Alguns autores contemporâneos, portugueses, como António Jorge Gonçalves, Ricardo Cabral, Nuno Saraiva, e cada qual a seu modo, têm nos novos meios digitais uma ferramenta quase completa para a criação das suas imagens. Nalguns casos, essa interacção foi profunda ao ponto de re-escrever-lhes os estilos (mais no caso de Gonçalves, talvez), noutros, tratar-se-á somente de um meio que lhe permite uma maior celeridade e suavidade na finalização do trabalho (o caso de Saraiva). Mas em todos os casos, nenhum destes autores se “afogou” na ferramenta de modo a perder a sua própria assinatura. Na verdade, eles apenas confirmam esses meios precisamente como ferramentas de trabalho, sendo eles próprios quem ditam as regras da construção visual, e não o contrário (exactamente a forma de descobrirmos que autores se deixam subsumir pelas potencialidades/limitações da máquina e quais os que as empregam de forma livre). E pensamos não estar (demasiado) errados se dissermos que parte desse controlo, dessa mestria, desafogo e assinatura se contém nos pequenos movimentos holísticos e absolutamente pessoais que se coordenam entre os dedos, o pulso, o olho e a mente. É ainda nos mais simples gestos do lápis sobre o papel que encontraremos as raízes desses gestos. São eles que revelam a “trama”, ou aquilo que Barthes chamou de “grão” no campo musical: o que há de mais empático, unificado ao corpo do artista, o qual é difícil de semiotizar de forma cabal, mas ainda assim nos convida à análise.

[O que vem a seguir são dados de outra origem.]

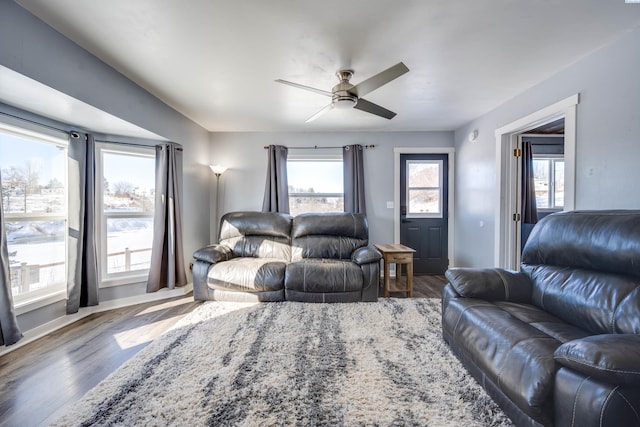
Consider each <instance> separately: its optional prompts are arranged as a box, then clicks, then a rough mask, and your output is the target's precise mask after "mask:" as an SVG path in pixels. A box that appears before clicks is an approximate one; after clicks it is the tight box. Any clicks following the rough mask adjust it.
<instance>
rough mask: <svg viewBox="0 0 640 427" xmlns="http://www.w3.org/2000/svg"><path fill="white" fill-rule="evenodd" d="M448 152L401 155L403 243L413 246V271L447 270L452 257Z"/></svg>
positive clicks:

A oportunidade que Trama nos dá – e até pela qualidade de reprodução há uma grande diferença de StarHunters que sublinha essa vantagem - é a de podermos vasculhar em pormenor como se comporta esse “grão” das linhas desenhadas por João Fazenda. Existem desenhos a lápis ou carvão onde o valor se altera por maior ou menos pressão do material riscador. Há outros que, feitos a marcador, mostram as passagens da tinta excessiva pela ponta de feltro, mostrando onde se repetiram os riscos. Há outros em que a sujidade do carvão espalha uma pequeníssima sombra, terminando a figura, ou ofertando-lhe textura e presença. Existem aguadas, passagens de pincel semi-seco, talvez aplicações de ecolines, aguarelas ou mesmo pretos e cor digital (depois transformada aqui em grayscale), mas todas revelando a mão do autor, transformando-se assim em índices da sua passagem real, contigente, física.

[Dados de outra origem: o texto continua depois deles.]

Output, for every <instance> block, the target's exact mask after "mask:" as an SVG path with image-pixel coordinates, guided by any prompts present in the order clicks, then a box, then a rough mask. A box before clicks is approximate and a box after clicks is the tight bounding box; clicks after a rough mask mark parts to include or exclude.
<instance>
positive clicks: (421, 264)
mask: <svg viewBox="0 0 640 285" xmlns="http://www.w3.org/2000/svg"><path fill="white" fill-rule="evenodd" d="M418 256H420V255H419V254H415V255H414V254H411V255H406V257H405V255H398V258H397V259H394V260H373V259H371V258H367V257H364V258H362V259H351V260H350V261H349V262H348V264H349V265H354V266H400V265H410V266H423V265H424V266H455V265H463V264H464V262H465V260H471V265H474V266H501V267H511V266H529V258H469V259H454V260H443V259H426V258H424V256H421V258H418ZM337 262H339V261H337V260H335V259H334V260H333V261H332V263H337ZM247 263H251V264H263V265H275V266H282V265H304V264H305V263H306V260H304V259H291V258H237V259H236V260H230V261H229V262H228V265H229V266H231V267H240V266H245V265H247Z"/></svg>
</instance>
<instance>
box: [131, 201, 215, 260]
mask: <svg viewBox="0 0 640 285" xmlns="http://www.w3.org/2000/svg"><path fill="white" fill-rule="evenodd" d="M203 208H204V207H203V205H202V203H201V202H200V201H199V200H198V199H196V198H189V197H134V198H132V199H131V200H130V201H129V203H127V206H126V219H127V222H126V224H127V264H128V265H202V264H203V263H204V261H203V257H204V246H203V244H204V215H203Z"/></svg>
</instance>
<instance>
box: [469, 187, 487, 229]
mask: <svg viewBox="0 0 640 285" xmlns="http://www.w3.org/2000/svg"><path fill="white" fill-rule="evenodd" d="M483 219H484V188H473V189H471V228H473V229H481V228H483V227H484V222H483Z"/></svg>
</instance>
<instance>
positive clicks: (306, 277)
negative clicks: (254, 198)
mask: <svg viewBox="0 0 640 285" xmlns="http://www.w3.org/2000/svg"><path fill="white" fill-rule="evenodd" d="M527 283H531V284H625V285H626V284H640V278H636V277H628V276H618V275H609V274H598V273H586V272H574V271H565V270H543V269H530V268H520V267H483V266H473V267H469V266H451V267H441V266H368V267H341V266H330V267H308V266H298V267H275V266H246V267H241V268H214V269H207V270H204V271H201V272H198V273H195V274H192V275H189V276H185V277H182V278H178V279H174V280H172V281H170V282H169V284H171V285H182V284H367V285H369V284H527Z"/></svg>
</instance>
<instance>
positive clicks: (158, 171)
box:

Não existem propriamente temas recorrentes, nem sequer uma estrutura temática – como, por exemplo, poderemos encontrar nos diários gráficos de Joann Sfar. Se há algo repetente são as personagens, mas também estas não se parecem repetir: não se tratam de auto-retratos, pessoas que rodeiem o artista, observações “reais” dos espaços que habita, se bem que alguns dos desenhos possam corresponder a essas realidades. Aliás, um dos desenhos parece ser uma personagem que se auto-constrói através de fragmentos de desenhos, o que poderia ser lido como uma acabada metáfora autobiográfica de um desenhador.

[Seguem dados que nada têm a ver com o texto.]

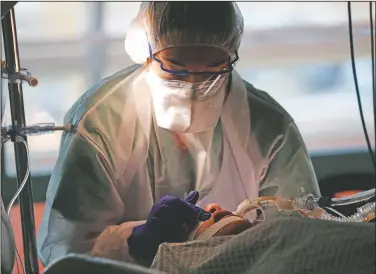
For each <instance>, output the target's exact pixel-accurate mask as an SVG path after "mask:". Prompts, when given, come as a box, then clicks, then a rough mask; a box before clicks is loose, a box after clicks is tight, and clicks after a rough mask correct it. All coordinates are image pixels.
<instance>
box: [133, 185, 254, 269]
mask: <svg viewBox="0 0 376 274" xmlns="http://www.w3.org/2000/svg"><path fill="white" fill-rule="evenodd" d="M198 198H199V193H198V192H197V191H192V192H191V193H190V194H189V195H188V196H187V197H186V198H185V199H180V198H178V197H173V196H170V195H166V196H164V197H162V198H161V199H160V200H159V201H157V202H156V203H155V204H154V206H153V207H152V209H151V211H150V214H149V217H148V219H147V220H146V222H145V223H144V224H141V225H138V226H136V227H135V228H134V229H133V230H132V233H131V235H130V236H129V238H128V241H127V242H128V247H129V255H130V256H131V257H132V258H133V259H135V260H136V261H137V262H138V263H141V264H143V265H150V263H151V262H152V261H153V259H154V257H155V255H156V253H157V251H158V248H159V245H160V244H162V243H183V242H186V241H190V240H206V239H209V238H212V237H218V236H227V235H236V234H239V233H241V232H243V231H245V230H247V229H248V228H250V227H252V224H251V222H249V221H248V220H245V219H243V218H242V217H240V216H237V215H236V214H234V213H233V212H231V211H228V210H223V209H222V208H221V207H220V206H219V205H218V204H210V205H208V206H207V207H206V208H205V209H202V208H200V207H198V206H196V203H197V200H198Z"/></svg>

Se bem que se poderá dizer que é inevitável que todas as personagens estejam a “fazer qualquer coisa”, a verdade é que essas actividades convidam sempre à ideia de companhia. Mesmo as personagens isoladas parecem estar sempre a cruzar o seu olhar com alguém, ora fora de cena (como o guitarrista) ou directamente com o leitor-espectador (como a mulher a fumar, ou a outra encostada ao parapeito). A quantidade de figuras ao colo umas das outras, sentadas juntas, dançando (recordemos o livro a solo do autor, Dança, da Pato Lógico), também leva a encontrar aqui uma espécie de pesquisa da forma como os corpos se tocam entre si. Isto, se cruzam, de delineiam uns aos outros, se sobrepõem. Tal qual as linhas, criando tramas.
Nota final: agradecimentos a João Fazenda, pela oferta do livro.